Ici, l'espoir (pour les épisodes suivants) n'est pas amené par l'histoire en elle-même, mais par un procédé bien plus ingénieux : Lorsque vous racontez la fin de l'histoire avant de commencer, vous décuplez le suspens parce que le lecteur ne se demande plus seulement "que va t-il se passer" mais aussi "comment vont-ils en arriver à ce point de l'histoire ?" Et Bajram trame son histoire SF sur l'ancien testament et sur le déluge. Connaissant tous l'analogie, nous pouvons donc malgré tout garder espoir... et attendre le tome suivant avec impatience. Mais Bajram réussira ceci sans édulcorer quoi que ce soit dans son scénario, ce qui est particulièrement ingénieux.

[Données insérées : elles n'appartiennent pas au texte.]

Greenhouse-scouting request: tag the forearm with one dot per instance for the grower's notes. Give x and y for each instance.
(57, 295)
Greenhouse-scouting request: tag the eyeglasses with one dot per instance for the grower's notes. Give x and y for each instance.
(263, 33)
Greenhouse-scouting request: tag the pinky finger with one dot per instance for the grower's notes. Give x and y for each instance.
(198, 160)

Pourtant, Bajram a longtemps hésité avant de passer à l'acte. Pas tant pour le sacrilège de dessiner l'innomable, mais parce que lorsqu'il dessine ses planches, il voit comme tout le monde les avions du 11 septembre 2001. Lui même est en train de dessiner la fin du monde qui prend sa source à New York, dans le même lieu. Comprenez sa propre stupéfaction !
Malgré tout, il le fera quand même. Les faits du 11 septembre ne sont-ils pas la pour nous rappeler que la réalité ne correspond pas forcément à ce que nous voudrions voir dessiné ? Montrer la barbarie crue d'un tel acte n'est pas en quelque sorte le dénoncer ? Si Bajram avait édulcoré son histoire, elle aurait certes perdu de son intérêt, et de sa force.
Nous en revenons à ce que nous disions au départ. Lorsque nous nous empêchons de conclure nos histoires négatives d'une manière négative parce que les codes font que les histoires doivent se terminer d'une manière positive, nous prennons le risque de travestir le message que nous souhaitons faire passer. Les habitudes hollywoodiennes qui font qu'un héros sauvera forcement le monde s'il en a prit la décision nous conditionnent à penser que l'histoire ne peut que bien se terminer, quoi qu'il arrive. Si nous ne le faisons pas, nous augmentons la force du message mais prennons le risque de froisser le lecteur.